The Man Who Would Not Stop
In the year 399 BC, the city of Athens put an old man on trial.
He was seventy years old. His name was Socrates. He had spent his whole adult life walking the streets of Athens and asking people questions. Hard questions. Questions like: Do you actually know what you think you know? Have you ever really examined your own life? Are you living the way you want to live, or just the way you were told to?
Most people found this annoying. Some found it threatening.
The charges against him were serious: corrupting the young people of Athens, and disrespecting the city's gods. A jury of 501 citizens voted on his guilt. The result was 280 to 221. Guilty.
He was sentenced to death.
The part that is hard to believe is that he could have escaped. His friends had money. They had a plan. They were ready to get him out of the city. He refused to go.
He could have promised to stop asking his questions. He refused to do that too.
On the day they brought him the poison, he was the calmest person in the room. His friends were the ones falling apart.
What you are about to read is the speech he gave at his trial. It is called the Apology, which in Greek means a defense speech, not saying sorry. Socrates was not sorry about anything.
He explained who he was. He explained what he had been doing his whole life. He explained why he would not stop, even to save himself.
It is one of the most important things ever written. Not because it is old. Because it is true.
This volume also includes three shorter companion texts. Crito is the conversation Socrates had in prison the morning before his death, when a friend begged him to escape. Alcibiades I is an earlier conversation where Socrates confronts the most ambitious young man in Athens with a simple question: do you actually know yourself? Selected passages from Phaedo show us his final hours, what he believed about death, and the moment he died.
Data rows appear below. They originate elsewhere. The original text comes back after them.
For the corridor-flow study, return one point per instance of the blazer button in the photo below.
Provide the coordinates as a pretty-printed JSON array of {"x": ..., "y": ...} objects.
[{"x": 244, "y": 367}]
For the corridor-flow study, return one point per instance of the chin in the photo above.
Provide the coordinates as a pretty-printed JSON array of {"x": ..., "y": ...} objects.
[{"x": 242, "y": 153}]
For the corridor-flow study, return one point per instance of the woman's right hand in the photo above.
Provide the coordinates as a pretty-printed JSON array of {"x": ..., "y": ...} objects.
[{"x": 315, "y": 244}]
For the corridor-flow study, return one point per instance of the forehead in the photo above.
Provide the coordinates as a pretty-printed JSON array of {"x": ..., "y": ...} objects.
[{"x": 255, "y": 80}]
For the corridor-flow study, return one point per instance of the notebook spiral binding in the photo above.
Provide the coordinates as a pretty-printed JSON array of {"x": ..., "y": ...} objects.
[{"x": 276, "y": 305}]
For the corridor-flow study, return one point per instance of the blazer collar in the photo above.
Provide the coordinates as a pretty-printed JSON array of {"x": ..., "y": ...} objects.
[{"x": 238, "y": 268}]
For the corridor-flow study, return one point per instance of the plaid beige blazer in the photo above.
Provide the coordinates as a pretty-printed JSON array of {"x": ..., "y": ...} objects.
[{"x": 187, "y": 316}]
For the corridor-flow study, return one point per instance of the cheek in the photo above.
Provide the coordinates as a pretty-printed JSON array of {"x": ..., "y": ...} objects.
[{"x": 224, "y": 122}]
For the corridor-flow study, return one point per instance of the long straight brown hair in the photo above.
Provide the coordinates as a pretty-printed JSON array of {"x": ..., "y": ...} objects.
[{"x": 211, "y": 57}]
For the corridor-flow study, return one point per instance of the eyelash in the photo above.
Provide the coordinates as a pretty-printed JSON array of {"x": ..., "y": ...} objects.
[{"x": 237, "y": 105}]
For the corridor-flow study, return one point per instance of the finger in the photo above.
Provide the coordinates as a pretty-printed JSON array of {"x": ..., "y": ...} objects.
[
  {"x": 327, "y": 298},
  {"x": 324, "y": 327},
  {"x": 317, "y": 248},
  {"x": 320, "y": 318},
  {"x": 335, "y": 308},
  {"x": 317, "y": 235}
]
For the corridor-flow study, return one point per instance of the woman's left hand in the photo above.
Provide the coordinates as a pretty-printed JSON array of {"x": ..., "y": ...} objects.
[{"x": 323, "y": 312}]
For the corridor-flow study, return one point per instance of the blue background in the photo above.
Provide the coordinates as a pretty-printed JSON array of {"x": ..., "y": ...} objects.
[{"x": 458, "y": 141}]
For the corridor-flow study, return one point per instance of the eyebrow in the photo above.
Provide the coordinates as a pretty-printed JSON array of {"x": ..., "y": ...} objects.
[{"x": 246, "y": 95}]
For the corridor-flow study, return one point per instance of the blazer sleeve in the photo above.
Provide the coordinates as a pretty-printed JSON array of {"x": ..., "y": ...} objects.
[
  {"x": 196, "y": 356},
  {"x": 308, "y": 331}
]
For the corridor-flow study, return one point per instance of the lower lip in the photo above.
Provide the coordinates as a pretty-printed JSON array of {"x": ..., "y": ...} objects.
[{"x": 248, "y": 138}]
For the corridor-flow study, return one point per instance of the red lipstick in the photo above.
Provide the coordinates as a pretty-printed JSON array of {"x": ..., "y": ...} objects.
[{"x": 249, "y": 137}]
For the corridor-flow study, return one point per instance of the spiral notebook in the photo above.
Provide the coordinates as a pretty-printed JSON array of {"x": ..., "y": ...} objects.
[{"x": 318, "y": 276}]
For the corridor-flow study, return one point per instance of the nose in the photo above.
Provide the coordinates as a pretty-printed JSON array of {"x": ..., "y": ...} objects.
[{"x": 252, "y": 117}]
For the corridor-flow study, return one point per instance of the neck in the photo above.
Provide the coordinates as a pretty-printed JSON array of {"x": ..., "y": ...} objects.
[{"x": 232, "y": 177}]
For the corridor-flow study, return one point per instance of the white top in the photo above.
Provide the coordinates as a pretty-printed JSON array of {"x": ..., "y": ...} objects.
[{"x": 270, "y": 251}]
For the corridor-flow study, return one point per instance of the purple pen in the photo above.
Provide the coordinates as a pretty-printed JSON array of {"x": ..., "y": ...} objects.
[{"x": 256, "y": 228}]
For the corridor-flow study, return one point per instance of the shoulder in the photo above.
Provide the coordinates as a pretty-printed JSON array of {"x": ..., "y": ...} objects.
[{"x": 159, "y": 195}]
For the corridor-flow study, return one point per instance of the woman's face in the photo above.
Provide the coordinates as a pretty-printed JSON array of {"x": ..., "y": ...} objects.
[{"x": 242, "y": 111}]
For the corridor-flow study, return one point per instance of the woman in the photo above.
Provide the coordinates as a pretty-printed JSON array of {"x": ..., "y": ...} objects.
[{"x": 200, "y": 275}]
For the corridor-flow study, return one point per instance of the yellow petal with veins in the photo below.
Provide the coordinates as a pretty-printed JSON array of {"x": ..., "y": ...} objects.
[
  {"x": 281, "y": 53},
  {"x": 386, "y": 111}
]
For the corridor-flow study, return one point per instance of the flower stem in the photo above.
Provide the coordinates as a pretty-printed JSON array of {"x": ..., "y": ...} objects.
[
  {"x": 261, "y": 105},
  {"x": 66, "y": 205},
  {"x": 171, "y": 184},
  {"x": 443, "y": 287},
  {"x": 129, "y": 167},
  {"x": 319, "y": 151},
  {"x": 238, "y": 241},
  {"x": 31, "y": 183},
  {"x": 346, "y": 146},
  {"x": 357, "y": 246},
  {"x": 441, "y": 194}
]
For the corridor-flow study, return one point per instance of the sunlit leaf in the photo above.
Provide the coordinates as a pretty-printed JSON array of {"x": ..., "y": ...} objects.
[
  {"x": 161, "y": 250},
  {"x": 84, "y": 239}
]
Together, these four texts tell one complete story. The story is about a person who decided that living honestly was more important than living comfortably, and who kept that decision even when it killed him.
If you get one thing from this book, let it be this: the question Socrates spent his life asking is the same question you are going to have to answer, whether you want to or not. The question is: what kind of person are you actually willing to be?